Only because these group owners will be seeking to dump off their now unwanted AM’s at fire sale prices. Yet these diverse owners will be stuck with limited options to compete on an equal level with the sellers.
- As CBS Corp. succinctly stated:
These subcaps were historically premised upon supposed technological and marketplace disparities between AM and FM stations which have been eradicated by the increasing competitiveness of AM stations and the advent and increasing utilization of digital radio technology. As the record compiled in response to the initial Notice of Inquiry in this proceeding conclusively demonstrated, the subcaps have long been unsustainable, are even more so now, and cannot lawfully be maintained as an aspect of any local radio ownership rule that might be left in place
As CBS Corp. succinctly did:
Paying $75 million in 2012 for 101.9 in New York in order to move Sports 660 WFAN to FM in order to keep up with the demographic shift of its listeners away from AM. CBS also eliminated stand-alone FM brands in Chicago, Detroit, Philadelphia, San Francisco and for awhile in Las Vegas to either simulcast or completely shift an AM station’s brand to FM. How did that make AM more competitive?

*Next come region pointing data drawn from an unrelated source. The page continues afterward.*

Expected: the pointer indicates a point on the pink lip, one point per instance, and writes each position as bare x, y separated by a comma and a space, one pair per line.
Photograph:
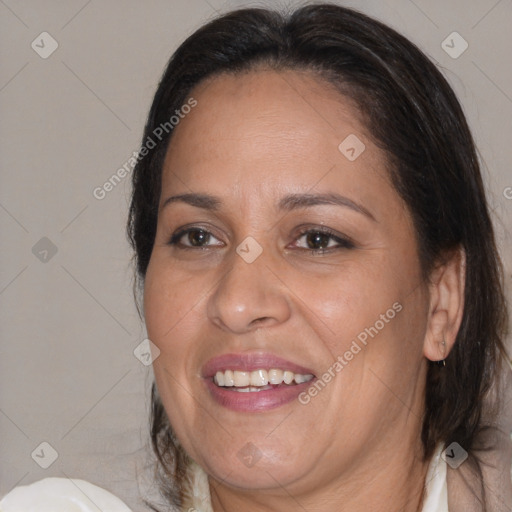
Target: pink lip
253, 401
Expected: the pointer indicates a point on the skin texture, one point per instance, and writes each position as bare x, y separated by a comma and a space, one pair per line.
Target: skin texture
252, 139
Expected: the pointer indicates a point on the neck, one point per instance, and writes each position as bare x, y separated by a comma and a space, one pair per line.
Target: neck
390, 476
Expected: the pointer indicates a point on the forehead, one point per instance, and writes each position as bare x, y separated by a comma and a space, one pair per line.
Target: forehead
262, 129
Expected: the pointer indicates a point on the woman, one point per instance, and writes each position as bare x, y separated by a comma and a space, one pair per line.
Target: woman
319, 272
321, 285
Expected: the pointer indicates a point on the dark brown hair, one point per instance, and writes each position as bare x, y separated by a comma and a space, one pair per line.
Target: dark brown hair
412, 114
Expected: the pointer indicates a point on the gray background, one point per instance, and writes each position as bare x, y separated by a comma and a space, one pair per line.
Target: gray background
68, 375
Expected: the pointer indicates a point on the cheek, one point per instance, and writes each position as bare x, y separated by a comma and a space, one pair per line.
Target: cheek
169, 302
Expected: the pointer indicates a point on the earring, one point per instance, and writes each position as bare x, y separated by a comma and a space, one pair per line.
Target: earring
442, 362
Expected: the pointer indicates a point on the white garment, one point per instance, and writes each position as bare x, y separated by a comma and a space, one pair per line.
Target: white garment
436, 498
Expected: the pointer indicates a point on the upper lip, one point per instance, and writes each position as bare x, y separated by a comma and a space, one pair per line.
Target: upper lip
249, 362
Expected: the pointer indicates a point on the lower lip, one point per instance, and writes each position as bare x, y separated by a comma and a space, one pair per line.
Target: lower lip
256, 401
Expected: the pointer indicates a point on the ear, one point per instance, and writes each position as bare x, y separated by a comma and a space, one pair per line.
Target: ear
446, 291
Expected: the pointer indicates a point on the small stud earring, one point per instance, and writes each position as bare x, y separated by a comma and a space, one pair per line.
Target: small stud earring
442, 362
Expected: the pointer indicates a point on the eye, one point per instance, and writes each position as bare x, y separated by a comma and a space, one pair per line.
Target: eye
194, 237
322, 240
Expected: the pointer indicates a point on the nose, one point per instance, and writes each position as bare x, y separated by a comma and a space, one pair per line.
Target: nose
248, 296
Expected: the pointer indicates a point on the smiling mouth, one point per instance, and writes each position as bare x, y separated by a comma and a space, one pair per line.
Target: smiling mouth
258, 380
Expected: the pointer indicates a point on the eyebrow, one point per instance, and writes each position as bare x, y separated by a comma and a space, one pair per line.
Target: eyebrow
288, 203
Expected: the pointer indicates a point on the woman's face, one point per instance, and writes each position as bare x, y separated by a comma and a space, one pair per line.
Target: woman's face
290, 253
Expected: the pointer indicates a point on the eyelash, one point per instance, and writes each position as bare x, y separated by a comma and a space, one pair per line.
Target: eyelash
343, 242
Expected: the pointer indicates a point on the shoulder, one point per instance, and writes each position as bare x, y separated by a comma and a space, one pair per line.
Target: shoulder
61, 495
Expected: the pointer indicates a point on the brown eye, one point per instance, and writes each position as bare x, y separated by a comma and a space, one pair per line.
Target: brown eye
317, 240
198, 237
322, 240
193, 238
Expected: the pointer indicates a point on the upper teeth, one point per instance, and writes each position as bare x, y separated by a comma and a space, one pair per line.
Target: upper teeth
237, 378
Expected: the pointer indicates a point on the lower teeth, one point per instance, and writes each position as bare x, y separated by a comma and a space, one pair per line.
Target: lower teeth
250, 389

This all comes down to one thing. AM stations are increasingly useless in a market and unable to compete on a local level. The NAB and large group owners have spent the past two decades blocking any large-scale attempt to put AM and FM stations on truly equal levels (moving to a new all-digital band like the rest of the world, or keeping all FM HD Radio subchannels for the original analog FM). Now they see the values of these AMs at an all-time low and want to be able to dump them off and spur another round of consolidation without creating a public outcry about the government eliminating further competition.
But call it what it is. Don’t try to feed us bull that the remaining AM stations are better off or more competitive now than at any time in the recent past. Or that the public will be better served because you can now own eight FMs in a market and take some of your competition out of a market.
Small and independent owners that make up the majority of radio station licensees should be banding together to ensure their wants and needs are heard by the FCC. Being rendered further unable to compete with large groups that fear being rendered further unable to compete with digital platforms does no good for the industry as a whole.